Ketua Pimpinan Pusat Muhammadiyah yang membidangi ekonomi, Anwar Abbas menyampaikan bahwa jika ada perilaku atau kebijakan pemerintah yang tidak sesuai dengan nilai-nilai ajaran Islam, maka tugas Muhammadiyah adalah melaksanakan fungsinya untuk berdakwah, menyuarakan amar ma’ruf nahi mungkar.
“Oleh sebab itu yang menjadi landasan dan pedoman bagi Muhammadiyah dalam kehidupan beragama adalah Al-Qur’an dan As-Sunnah. Sedangkan dalam urusan berbangsa dan bernegara adalah Pancasila dan UUD 1945,” ujar Anwar Abbas dalam Webinar Nasional Economic Outlook 2021 dengan tema “Menjawab Ketidakpastian Ekonomi: Posisi dan Peran Strategis Muhammadiyah” pada Selasa, 12 Januari 2021.
Namun yang menjadi pertanyaan adalah sejauh mana implementasi yang dilakukan oleh pemerintah terhadap Pancasila dan UUD 1945. “Banyak tulisan atau artikel yang mengatakan bahwa Indonesia adalah negara yang berdasarkan Pancasila, tetapi setelah saya lihat kembali kenyataannya tidaklah demikian,” ucapnya.
Anwar Abbas meminta kepada pemerintah untuk kembali mengamalkan seluruh nilai yang terkandung di dalam Pancasila. Pancasila harus tetap ada pada posisinya sebagai dasar negara. Jangan dirusak, diubah, diusik, dan jangan lagi dipertentangkan.
Dalam hal pembangunan ekonomi yang berdasarkan Pancasila, maka harus bertumpu pada sila pertama, Ketuhanan yang Maha Esa. Maksudnya adalah ekonomi yang bermoral, berakhlak, dan beretika.
“Saya melihat banyak sekali praktek-praktek ekonomi yang melanggar etika, akhlak, dan moral.

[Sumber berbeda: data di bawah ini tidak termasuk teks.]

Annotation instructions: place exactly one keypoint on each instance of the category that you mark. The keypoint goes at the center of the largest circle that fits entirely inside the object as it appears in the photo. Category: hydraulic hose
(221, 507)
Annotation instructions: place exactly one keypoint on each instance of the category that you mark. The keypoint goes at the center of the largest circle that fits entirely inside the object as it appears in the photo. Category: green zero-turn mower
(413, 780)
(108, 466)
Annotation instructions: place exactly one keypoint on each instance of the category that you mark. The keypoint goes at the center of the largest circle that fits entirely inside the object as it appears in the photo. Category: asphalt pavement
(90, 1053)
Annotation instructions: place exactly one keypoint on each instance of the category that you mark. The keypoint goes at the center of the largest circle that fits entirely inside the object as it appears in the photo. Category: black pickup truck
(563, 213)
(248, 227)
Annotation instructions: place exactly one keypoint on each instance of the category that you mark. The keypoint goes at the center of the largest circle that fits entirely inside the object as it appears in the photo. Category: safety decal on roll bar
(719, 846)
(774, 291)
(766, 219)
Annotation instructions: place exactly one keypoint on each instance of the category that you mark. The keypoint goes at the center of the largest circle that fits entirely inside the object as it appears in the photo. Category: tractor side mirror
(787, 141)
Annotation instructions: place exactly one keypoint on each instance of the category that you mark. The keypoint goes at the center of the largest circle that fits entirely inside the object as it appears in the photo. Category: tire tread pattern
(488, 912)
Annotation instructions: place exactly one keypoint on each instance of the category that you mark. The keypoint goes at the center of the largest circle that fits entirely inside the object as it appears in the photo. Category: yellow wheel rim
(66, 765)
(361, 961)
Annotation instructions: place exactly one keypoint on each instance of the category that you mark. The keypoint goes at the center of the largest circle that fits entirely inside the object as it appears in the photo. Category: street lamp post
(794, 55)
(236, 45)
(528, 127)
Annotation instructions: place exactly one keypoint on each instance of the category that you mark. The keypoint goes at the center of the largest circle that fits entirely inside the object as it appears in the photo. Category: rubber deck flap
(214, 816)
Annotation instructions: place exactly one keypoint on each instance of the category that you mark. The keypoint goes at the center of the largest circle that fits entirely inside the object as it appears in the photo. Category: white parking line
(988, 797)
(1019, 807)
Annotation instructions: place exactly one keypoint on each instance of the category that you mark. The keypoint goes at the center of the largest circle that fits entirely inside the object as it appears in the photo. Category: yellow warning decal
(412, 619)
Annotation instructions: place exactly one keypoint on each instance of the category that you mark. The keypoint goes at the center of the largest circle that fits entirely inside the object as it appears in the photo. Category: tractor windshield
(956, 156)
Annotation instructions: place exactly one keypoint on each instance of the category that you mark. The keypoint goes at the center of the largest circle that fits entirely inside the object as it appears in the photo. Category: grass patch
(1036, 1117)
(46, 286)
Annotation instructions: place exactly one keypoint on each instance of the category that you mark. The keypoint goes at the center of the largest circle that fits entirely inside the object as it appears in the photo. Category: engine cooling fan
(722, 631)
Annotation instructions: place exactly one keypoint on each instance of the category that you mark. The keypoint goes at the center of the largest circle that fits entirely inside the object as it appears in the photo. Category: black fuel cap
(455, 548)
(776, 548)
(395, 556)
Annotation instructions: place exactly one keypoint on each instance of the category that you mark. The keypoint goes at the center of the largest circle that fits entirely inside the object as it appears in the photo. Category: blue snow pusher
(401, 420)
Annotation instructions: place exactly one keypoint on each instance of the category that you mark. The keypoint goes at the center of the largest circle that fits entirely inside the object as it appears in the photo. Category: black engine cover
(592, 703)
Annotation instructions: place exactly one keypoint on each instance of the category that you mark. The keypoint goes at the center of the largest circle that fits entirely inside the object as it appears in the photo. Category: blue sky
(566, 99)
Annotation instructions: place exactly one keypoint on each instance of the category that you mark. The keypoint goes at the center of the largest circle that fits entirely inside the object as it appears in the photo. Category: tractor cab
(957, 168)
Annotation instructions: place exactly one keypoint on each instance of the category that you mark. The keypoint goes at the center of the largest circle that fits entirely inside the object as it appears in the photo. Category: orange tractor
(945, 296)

Oleh karena itu kita harus berusaha mengembalikan jalan ekonomi kita kepada jalan yang lurus,” ungkap Anwar Abbas.
Anwar mengingatkan bahwa dalam praktek ekonomi tidak boleh ada praktek-praktek untuk mengeksploitasi orang lain demi kepentingan pribadi atau kelompoknya. Meraup keuntungan yang sebesar-besarnya bagi segelintir orang. Hal ini tentu sangat bententangan dengan sila kedua “Kemanusiaan yang Adil dan Beradab”.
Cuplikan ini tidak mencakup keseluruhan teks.